OneAccess mise sur la Bourse pour aller concurrencer Cisco sur son propre marché
Entre Cisco, Huawei ou HP, OneAccess veut se faire un nom. Le jeune fabricant français de routeurs de télécoms a lancé un processus d’introduction à la Bourse de Paris, sur Euronext, afin de se doter de moyens supplémentaires pour rivaliser avec les principaux acteurs du marché et gagner ses premiers clients aux Etats-Unis. La société vise la signature de contrats auprès de cinq opérateurs américains de télécoms de premier ou de second rangs. Son nouveau routeur haut débit est actuellement en cours de certification auprès d’un opérateur « majeur aux Etats-Unis », indique le groupe.

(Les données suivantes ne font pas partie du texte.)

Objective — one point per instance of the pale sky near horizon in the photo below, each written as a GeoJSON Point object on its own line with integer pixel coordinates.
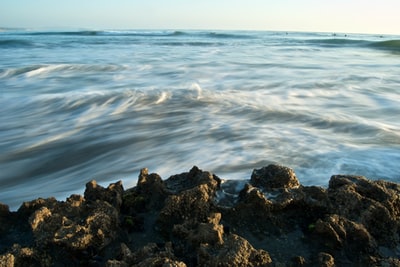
{"type": "Point", "coordinates": [348, 16]}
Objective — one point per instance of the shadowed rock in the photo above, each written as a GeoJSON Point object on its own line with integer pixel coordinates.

OneAccess détient actuellement 15% de son marché de référence, la zone Europe-Moyen Orient-Afrique. Cisco en contrôle 75%. Le groupe américain détient également 75% du marché mondial.

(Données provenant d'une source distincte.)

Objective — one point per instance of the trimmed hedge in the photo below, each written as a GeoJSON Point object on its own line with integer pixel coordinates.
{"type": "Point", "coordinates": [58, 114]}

Cette mise en Bourse fait partie d’un plan destiné à porter le chiffre d’affaires à 100 millions d’euros à l’horizon 2017, contre 68,6 à 70 millions d’euros attendus cette année. En 2013, OneAccess a dégagé 66,8 millions de revenus. Le groupe vise un résultat opérationnel consolidé courant de 15 millions d’euros en 2017, contre 2,4 millions en 2013.
Créé en 2001, OneAccess a été soutenue depuis par plusieurs fonds dont Viventures, Idinvest (ex-AGF Private Equity), CDC Innovation, Innovacom ou CIC Finance. La plupart sont encore au tour de table. TempoVest est le premier actionnaire avec 36% du capital. L’acquisition en 2006 de la division «produits d’accès» du belge Telindus lui a permis de doubler de taille et de sortir du marché français, sur lequel il travaillait notamment pour l’ancien opérateur alternatif Neuf Cegetel, aujourd’hui intégré chez SFR. OneAccess s’appuie sur son usine belge pour fabriquer une partie de ses routeurs haut de gamme. 64% de sa production est toutefois sous-traitée à des tiers.
OneAcces n’est pas le premier jeune équipementier de télécoms français à revenir vers la Bourse. En avril 2013, le fabricant de routeurs optiques Ekinops s’est introduit sur Euronext avec une performance discutable. Vendues à 6,11 euros, les actions cotaient 5,37 euros vendredi soir, après avoir touché un plus haut à 17,37 euros début 2014.